WD, Green drives and the dreaded LCC
I've been care-free for the last one and a half years, thanks to FreeNAS and a home-brew 4-disk ZFS setup. That is, until some weeks ago when I got a DEGRADED pool warning due to a read error on one of the disks.
Re-silvering took some minutes, without any loss of data, but when I started digging around I uncovered the sad truth about WD IntelliPower and LCC, or Load Cycle Count. In short, WD advocates the use of a mildly-aggresive power management feature in their desktop-class drives. I have 4 EARX, Green, desktop-class drives. The result:
9 Power_On_Hours 14246 12 Power_Cycle_Count 62 193 Load_Cycle_Count 887606
62 on/offs on the NAS machine in the last one and a half years. 593 days, to be exact (or 14246 hours). Heads were parked a total number of 887606 times, or about once every minute. Which is fortunate, considering that IntelliPower tries to park the heads after 8 seconds of inactivity.Â
Sadly, WD rates Green drives for 300000 load cycles. Reds get a better rating, being server-class and all. At 600000. I was twice over the expected rating for my disks, and then some.
Panic ensues. Backups are quickly refreshed. And a long exchange of mails with WD support begins on RMAing the drives.
To cut the long story short, WD offers an advanced RMA option, where one can submit a credit card to cover the dispatch of replacement drives in advance. It took us a month to realize that some advance security features on the standard credit card I use was the cause of problems with the card clearing service they use. After switching cards it took just one week for the recertified drives to arrive.
I am currently resilvering #4 of the new drives. There were no surprises while exchanging each old disk with its replacement one; it takes about 10 hours to resilver ~5.5TB of data. Process is essentially one-click, with FreeNAS offering a Replace button on a missing disk to kickstart the rebuild.
I've also been running a simple script in the background, that keeps reading one KB of data from each raw disk device every 7 seconds to keep IntelliPower from kicking in. As soon as all disks are safely replaced I'll be running either of the following two utilities to increase the default timeout to 2 minutes:
Always backup your NAS. No matter what. Especially if you've walked into a store and bought 4 desktop-class disks to put into your shiny new N40L enclosure. Those were probably manufactured within seconds of each other. Most internal parts were almost certainly molded in the same batch! And you'll be running them in almost the same way, in the same machine, day and night. Hmm.

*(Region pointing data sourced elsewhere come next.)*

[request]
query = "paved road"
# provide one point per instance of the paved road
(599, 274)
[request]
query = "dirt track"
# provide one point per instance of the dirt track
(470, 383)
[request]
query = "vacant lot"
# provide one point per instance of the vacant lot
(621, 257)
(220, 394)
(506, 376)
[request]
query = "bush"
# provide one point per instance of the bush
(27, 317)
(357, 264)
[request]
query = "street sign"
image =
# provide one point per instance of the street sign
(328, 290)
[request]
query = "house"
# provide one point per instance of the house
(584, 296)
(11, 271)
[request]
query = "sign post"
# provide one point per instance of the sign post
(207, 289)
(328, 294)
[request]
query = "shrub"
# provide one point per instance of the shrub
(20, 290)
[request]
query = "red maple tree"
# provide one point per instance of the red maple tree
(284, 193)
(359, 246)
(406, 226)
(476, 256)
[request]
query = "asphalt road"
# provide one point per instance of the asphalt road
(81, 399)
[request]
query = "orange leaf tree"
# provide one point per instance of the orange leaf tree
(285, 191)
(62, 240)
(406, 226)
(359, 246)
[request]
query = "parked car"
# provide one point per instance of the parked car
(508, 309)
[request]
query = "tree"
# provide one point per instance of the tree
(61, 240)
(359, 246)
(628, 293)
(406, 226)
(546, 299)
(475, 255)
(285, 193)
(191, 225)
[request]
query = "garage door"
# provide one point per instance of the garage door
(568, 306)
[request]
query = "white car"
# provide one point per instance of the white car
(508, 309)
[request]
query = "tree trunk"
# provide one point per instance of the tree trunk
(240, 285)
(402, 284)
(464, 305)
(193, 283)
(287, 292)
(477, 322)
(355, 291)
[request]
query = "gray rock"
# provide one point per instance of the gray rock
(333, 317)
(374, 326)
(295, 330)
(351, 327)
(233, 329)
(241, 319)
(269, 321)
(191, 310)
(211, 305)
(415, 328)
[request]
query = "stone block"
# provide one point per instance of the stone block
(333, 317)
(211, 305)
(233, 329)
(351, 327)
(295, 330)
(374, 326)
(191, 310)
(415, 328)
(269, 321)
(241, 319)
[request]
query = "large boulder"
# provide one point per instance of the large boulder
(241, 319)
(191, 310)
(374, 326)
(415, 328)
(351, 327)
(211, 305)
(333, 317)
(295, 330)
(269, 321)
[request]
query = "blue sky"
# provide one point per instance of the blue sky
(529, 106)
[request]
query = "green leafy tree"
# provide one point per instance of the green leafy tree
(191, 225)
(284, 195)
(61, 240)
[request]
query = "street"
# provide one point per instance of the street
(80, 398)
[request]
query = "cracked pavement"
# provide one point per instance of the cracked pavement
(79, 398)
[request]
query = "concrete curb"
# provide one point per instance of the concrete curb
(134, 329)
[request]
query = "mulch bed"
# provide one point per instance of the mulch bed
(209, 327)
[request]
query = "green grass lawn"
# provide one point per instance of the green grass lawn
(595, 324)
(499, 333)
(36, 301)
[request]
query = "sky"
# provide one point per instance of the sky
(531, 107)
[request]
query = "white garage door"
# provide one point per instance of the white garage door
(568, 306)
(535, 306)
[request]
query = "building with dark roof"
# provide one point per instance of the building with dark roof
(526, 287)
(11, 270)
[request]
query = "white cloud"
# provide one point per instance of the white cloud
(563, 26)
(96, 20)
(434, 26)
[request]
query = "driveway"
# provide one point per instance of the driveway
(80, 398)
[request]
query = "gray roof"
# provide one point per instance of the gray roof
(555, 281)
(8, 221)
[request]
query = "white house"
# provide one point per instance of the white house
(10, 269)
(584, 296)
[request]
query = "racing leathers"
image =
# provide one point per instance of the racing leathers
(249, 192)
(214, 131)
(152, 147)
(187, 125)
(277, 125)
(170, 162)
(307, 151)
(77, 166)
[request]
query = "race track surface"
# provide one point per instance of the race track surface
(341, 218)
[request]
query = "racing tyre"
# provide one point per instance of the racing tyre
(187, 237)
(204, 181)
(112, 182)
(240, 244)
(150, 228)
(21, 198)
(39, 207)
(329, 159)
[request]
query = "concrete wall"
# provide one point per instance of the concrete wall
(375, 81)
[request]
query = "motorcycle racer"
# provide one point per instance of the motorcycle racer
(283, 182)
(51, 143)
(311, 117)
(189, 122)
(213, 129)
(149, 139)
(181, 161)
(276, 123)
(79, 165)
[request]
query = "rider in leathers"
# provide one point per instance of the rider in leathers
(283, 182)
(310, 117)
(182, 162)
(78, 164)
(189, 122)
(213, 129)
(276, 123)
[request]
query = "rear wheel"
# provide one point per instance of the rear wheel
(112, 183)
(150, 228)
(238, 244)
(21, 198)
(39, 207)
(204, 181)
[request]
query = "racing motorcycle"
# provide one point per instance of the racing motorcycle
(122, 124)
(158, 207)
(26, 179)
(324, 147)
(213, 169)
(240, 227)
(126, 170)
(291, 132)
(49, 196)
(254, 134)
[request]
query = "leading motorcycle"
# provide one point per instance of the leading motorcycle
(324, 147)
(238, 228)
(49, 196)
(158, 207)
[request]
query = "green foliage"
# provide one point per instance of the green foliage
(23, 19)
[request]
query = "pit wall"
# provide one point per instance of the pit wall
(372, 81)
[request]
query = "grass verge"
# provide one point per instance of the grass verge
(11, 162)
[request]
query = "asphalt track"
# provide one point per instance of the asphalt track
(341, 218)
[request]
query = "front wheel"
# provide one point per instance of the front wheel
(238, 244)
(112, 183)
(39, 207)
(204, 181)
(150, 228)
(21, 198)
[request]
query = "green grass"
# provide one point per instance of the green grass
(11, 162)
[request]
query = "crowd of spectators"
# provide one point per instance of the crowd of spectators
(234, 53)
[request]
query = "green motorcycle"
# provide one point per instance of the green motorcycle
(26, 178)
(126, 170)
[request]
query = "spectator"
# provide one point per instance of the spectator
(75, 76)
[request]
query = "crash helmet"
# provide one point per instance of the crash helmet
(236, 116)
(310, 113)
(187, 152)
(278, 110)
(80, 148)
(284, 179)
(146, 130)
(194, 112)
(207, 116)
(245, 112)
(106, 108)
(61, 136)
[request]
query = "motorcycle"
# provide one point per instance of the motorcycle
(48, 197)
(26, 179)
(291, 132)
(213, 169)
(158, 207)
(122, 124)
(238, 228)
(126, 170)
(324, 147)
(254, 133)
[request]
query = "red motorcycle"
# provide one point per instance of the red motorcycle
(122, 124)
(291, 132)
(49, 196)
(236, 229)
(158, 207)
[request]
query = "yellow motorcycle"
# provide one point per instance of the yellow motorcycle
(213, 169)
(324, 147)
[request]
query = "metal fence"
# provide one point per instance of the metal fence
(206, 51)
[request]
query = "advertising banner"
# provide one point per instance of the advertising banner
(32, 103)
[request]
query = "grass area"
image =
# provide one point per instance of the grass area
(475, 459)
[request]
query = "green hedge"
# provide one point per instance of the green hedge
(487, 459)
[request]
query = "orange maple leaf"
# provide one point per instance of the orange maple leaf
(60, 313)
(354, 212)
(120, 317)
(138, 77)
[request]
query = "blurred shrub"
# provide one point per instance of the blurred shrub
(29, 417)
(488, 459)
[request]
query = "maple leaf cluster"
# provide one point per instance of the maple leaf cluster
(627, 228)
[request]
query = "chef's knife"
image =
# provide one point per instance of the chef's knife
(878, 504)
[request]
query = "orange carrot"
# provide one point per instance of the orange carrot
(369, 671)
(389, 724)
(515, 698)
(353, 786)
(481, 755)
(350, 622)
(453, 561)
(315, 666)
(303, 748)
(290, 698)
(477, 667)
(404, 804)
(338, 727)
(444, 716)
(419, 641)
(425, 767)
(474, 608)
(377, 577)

Follow the manufacturer's advice, wrt. suggested use of their products.
Having said that, don't trust the manufacturer. Always verify your assumptions with data from the actual setup. And always LISTEN to the machine during its first hours in use. I always get that crazy-person-do-avoid-him-look when I put my ear against a machine that misbehaves. Each disk is singing you his story. Try to listen.
IntelliPower is shit, WD, green energy and all. If you've been parking the heads every 8 seconds, for the past DAY, you should have some fail-safe in the firmware to reconsider that timeout.
Kudos to WD support staff (David, in particular) and their no-questions-asked replacement policy.